Of course there's a problem with this idea,

if you look at it sort of by itself, that if you have runtimes of one second or

one hour or one year, these only differ by constant multiples.

A year is just something like 30 million seconds.

And so, if you don't care about factors of 30 million, you can't tell the difference

between a runtime of a second and a runtime of a year.

How do we get around this problem?

2:35

Well, there's a sort of weird solution to this.

We're not going to actually consider the runtimes of our programs on

any particular input.

We're going to look at what are known as asymptotic runtimes.

These ask, how does the runtime scale with input size?

As the input size n gets larger,

does the output scale proportional to n, maybe proportional to n squared?

Is it exponential in n?

All these things are different.

And in fact they're sort of so different that as long as n is sufficiently large,

the difference between n runtime and

n squared runtime is going to be worse than any constant multiple.

3:18

If you've got a constant multiple of 1000,

1000n might be pretty bad with that big number in front.

But, when n becomes big, it's still better than n squared.

3:31

And so, by sort of only caring about what happens in this sort of long

scale behavior, we will be able to do this without seeing these constants,

without having to care about these details.

3:42

And in fact, this sort of asymptotic,

large scale behavior is actually what you care about a lot of the time, because

you really want to know: what happens when I run my program on very large inputs?

3:54

And these different sorts of scalings do make a very large difference on that.

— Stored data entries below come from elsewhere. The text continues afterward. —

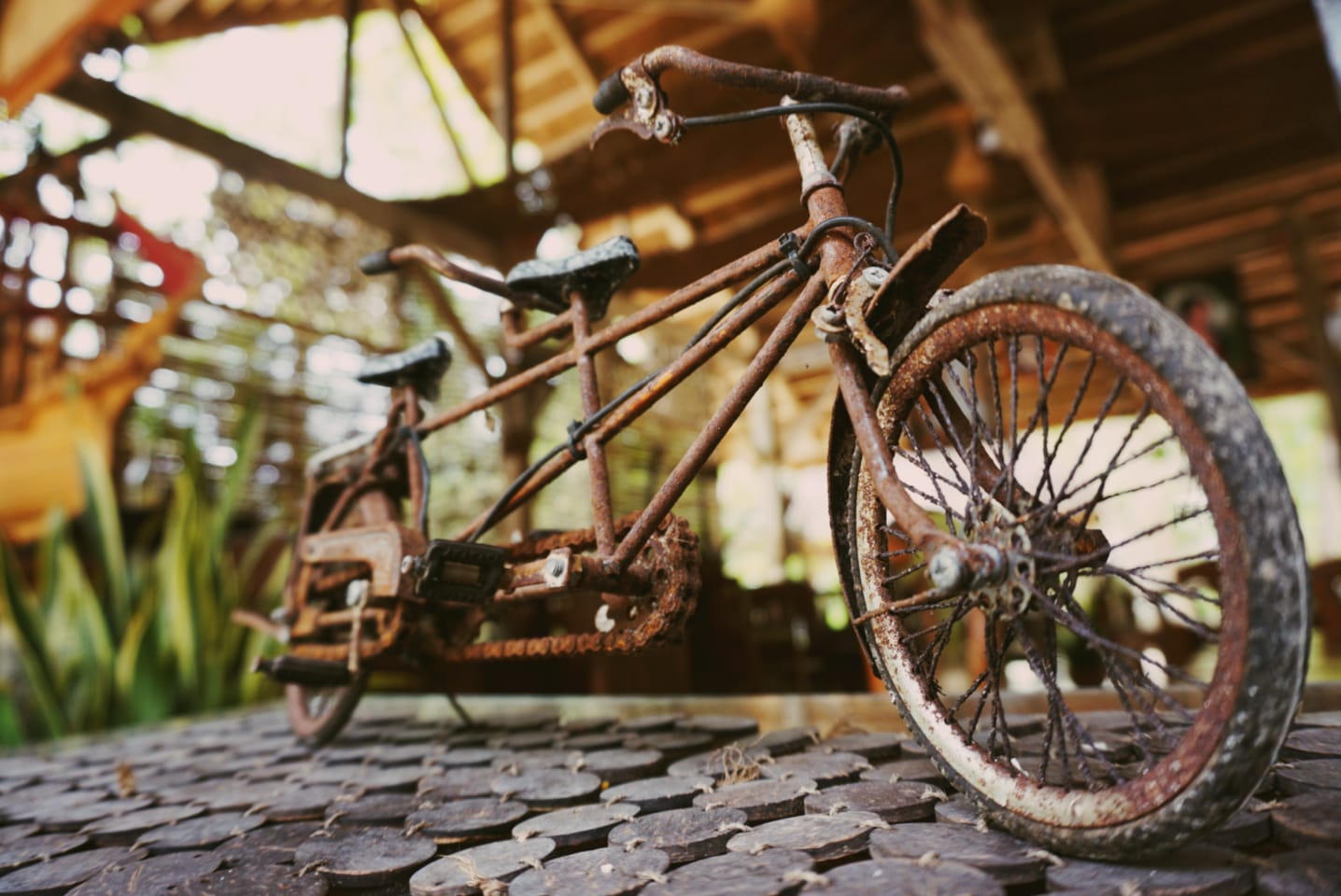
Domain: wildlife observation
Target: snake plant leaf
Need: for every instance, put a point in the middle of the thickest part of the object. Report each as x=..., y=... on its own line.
x=102, y=523
x=12, y=732
x=177, y=575
x=28, y=628
x=142, y=692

So suppose that we have an algorithm whose runtime is roughly proportional to n and

we want it to run it on a machine that runs at about a gigahertz.

How large an input can we handle such that we'll finish the computation in a second?

4:24

If instead of n, it's n log n it's a little bit slower,

you can only handle inputs the size about 30 million.

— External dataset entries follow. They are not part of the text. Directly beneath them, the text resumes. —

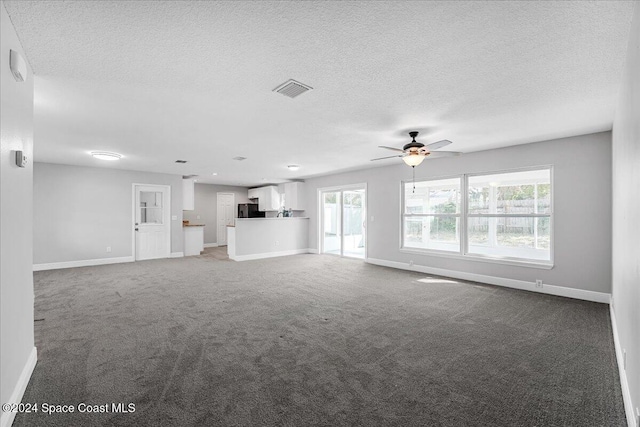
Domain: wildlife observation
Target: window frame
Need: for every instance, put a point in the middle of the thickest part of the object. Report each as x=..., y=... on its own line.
x=464, y=216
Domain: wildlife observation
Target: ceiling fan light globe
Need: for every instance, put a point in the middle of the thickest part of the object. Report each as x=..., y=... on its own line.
x=413, y=159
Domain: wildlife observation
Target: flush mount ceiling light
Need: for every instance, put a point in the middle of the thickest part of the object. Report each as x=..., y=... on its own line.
x=105, y=155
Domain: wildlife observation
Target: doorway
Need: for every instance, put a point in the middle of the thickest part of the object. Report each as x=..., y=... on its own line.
x=343, y=221
x=226, y=216
x=152, y=226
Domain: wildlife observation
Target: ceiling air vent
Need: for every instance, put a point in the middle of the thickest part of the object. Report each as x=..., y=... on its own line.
x=292, y=88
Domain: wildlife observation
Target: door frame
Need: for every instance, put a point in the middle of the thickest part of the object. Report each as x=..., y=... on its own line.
x=341, y=189
x=133, y=216
x=235, y=212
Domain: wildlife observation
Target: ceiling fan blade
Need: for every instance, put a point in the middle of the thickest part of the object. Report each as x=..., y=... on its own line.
x=391, y=148
x=438, y=144
x=388, y=157
x=436, y=154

If it runs like n squared, it's a lot worse.

You can only handle inputs of size about 30,000

before it starts taking more than a second.

4:38

If the inputs are of size 2 to the n,

it's incredibly bad, you can only handle inputs of size about 30 in a second.

Inputs of size 50 already take two weeks, inputs of size 100

you'll never ever finish.

And so the difference between n and n squared and

2 to the n is actually really, really significant.

It's often more significant than these factors of 5 or

100 that you're seeing from other things.

5:07

Now just to give you another feel of sort of how these sort of different types of

runtimes behave, let's look at some sort of common times that you might see.

There's log n, which is much smaller than root n,

which is much smaller than n, which is much smaller than n log n,

which is much smaller than n squared, which is much smaller than 2 to the n.

So, if we graph all of these,

you can see that these graphs sort of separate out from each other.

If you just look at them at small inputs, it's maybe a little bit hard to tell which

ones are bigger, there's a bit of jostling around between each other.

But if we extend the graph outwards a bit, it becomes much more clear.

2 to the n starts after about 4 really taking off.

Really just 2 to the n just shoots up thereafter and becomes 20 or 30,

it just leaves everyone else in the dust.

N squared keeps up a pretty sizable advantage though against everyone else.

N log n and n also are pretty well separated from the others.

In this graph, root n and log n seem to be roughly equal to each other, but

if you kept extending, if you let n get larger and larger,

they'd very quickly differentiate themselves.

Square root of 1 million is about 1,000.

Log of 1 million is about 20.

And so really as you keep going out, very quickly the further out you go

the further separated these things become from each other,

and that's really the key idea behind sort of asymptotics.

We don't care so much about the constants,

we care about what happens as your inputs get very large, how do they scale.